We are rapidly becoming a nation whose distaff leadership is allowing radical feminists to redefine the role of motherhood.
Our moms are being all but ostracized by a raging cadre of radical feminists should they dare to consider cooking for their families to be a major part of their traditional role as wives and mothers.
In modern America, the feminists would take Mom out of the kitchen and put her in the drive-thru lane at the local fast-food chain (ironically, that’s verboten also). They have eulogized the nation’s First Lady for assuming the role of a food czar who instructs us on what chow is good for us and our children, who should cook it, and what foods should be kept off the national menu.
Mothers are looked at with withering stares should they teach their daughters how to cook, and fathers get the same treatment if they concern themselves with their daughters’ future role as wives and mothers.
If mothers would once again start teaching their daughters the time-honored role of family chef, and fathers would make sure that their wives are honored and cherished for making the kitchen one of their principal domains, we’d be a lot better off.
Instead we have a First Lady who sees her role as First Mother not only to instruct us on what we victuals we should eat, but warns us that the menu at the local fast food emporium is the diet from Hell.

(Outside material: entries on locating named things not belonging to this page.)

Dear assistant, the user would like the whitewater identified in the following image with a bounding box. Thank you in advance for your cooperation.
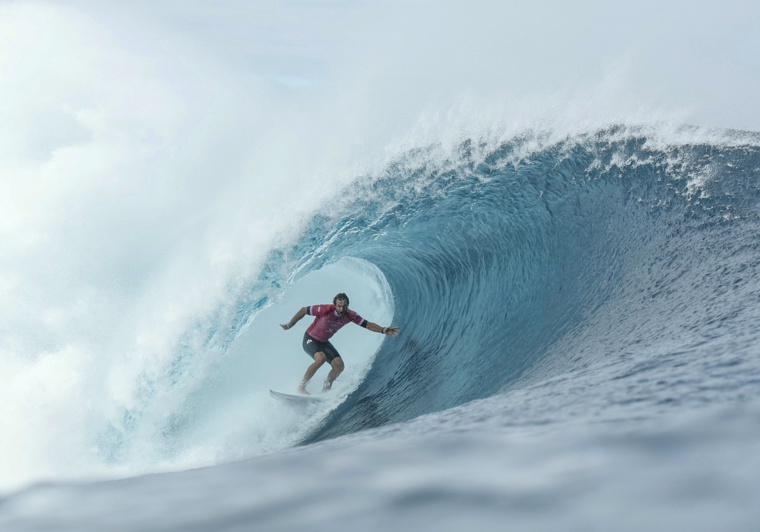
[0,0,760,531]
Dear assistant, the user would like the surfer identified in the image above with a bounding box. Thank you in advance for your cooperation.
[280,292,399,395]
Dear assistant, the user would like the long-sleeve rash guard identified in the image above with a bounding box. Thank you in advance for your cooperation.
[306,305,367,342]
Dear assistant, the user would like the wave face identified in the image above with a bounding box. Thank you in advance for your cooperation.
[274,128,760,442]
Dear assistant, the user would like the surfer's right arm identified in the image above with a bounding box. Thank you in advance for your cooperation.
[280,307,308,331]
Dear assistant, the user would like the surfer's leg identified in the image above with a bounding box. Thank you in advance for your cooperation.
[322,356,345,392]
[298,351,327,394]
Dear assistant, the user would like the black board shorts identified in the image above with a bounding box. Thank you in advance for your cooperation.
[303,333,340,362]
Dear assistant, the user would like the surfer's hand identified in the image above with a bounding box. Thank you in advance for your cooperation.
[383,327,401,336]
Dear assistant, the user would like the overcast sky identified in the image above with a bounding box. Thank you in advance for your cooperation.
[59,0,760,131]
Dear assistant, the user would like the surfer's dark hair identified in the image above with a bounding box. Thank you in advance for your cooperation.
[333,292,350,306]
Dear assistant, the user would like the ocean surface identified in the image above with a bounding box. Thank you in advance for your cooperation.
[0,2,760,531]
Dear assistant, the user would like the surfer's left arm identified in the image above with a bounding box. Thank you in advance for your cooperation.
[366,321,401,336]
[280,307,309,331]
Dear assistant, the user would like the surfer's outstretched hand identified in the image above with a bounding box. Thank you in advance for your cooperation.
[383,327,401,336]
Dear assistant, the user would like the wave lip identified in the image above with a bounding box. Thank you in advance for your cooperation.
[307,128,760,441]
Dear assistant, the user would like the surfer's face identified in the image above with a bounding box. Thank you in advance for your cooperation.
[335,299,348,314]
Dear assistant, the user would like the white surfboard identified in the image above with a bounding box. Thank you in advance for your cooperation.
[269,390,325,405]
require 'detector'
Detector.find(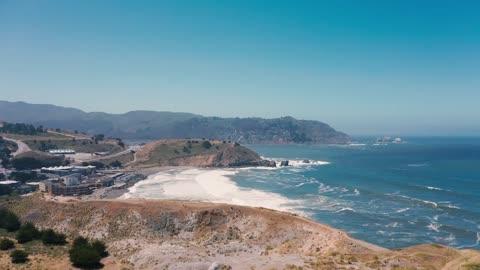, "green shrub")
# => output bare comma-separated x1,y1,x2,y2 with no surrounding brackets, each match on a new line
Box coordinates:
0,208,20,232
0,238,15,250
202,141,212,149
69,236,108,268
73,236,88,247
10,249,28,263
15,222,41,243
69,246,101,268
91,240,108,258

She goes so far as to dig up patches of the White House lawn, formerly the site of the so-called Easter egg hunts, and plant the seeds of what she tells us are the staples of a healthy diet — a diet regimen in the White House kitchens one doubts includes whatever puny edibles grown on the lawn of the Executive mansion.

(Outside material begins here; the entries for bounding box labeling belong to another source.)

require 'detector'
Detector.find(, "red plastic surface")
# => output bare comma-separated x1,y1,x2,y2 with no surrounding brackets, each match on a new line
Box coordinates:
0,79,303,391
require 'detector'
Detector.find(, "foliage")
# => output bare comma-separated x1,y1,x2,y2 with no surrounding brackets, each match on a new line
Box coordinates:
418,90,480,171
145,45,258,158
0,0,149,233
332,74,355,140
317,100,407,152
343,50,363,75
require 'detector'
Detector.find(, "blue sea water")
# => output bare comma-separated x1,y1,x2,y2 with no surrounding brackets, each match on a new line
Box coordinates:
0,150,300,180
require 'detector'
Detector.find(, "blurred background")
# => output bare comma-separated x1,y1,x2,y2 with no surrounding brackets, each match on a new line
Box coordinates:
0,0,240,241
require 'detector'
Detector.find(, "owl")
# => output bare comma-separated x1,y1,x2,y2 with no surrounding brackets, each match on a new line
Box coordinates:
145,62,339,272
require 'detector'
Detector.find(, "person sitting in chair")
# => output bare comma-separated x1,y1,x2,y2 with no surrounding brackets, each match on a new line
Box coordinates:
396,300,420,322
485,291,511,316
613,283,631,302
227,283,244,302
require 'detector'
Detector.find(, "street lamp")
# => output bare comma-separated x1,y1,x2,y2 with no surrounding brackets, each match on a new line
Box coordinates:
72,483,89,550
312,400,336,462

If she and her fellow radical feminists would devote more time to praising and defending the produce farmers and retailers bring us, and less time playing the role as diet dictators, meals would be family celebrations instead of burdensome chores for the moms who cook them.

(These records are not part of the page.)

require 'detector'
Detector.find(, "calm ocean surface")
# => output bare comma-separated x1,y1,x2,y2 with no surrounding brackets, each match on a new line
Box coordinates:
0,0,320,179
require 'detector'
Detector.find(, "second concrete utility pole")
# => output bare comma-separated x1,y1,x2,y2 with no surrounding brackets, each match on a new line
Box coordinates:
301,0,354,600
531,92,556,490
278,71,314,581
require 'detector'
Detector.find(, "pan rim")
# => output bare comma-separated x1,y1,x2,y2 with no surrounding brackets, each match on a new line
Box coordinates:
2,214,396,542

Moreover, giving Mom a day off from cooking dinner by a making a family trip to the nearest hamburger joint would be seen as a gift to her rather than one of the mortal sins in an imaginary list of dietary commandments.
Their menu may be fattening, and viewed as one of the Lord’s practical jokes on his children by making such fare lip-smacking good, but enjoying it is not a flagrant violation of the dietary Ten Commandments. Slathered with mustard and ketchup it’s just plain tasty — fattening but tasty.
A happy home is one in which moms teach their daughters how to cook tasty meals for their future families and dads teach their sons that one of their roles in family life is drying the dishes and otherwise doing chores around the house to lighten Mom’s burdens.
Finally, women should understand and act on the time-honored truth that the fastest route to a man’s heart is through his stomach, and not always through the drive-in window at the nearest fast-food restaurant. That’s one way we can begin to put the family — and America — back together.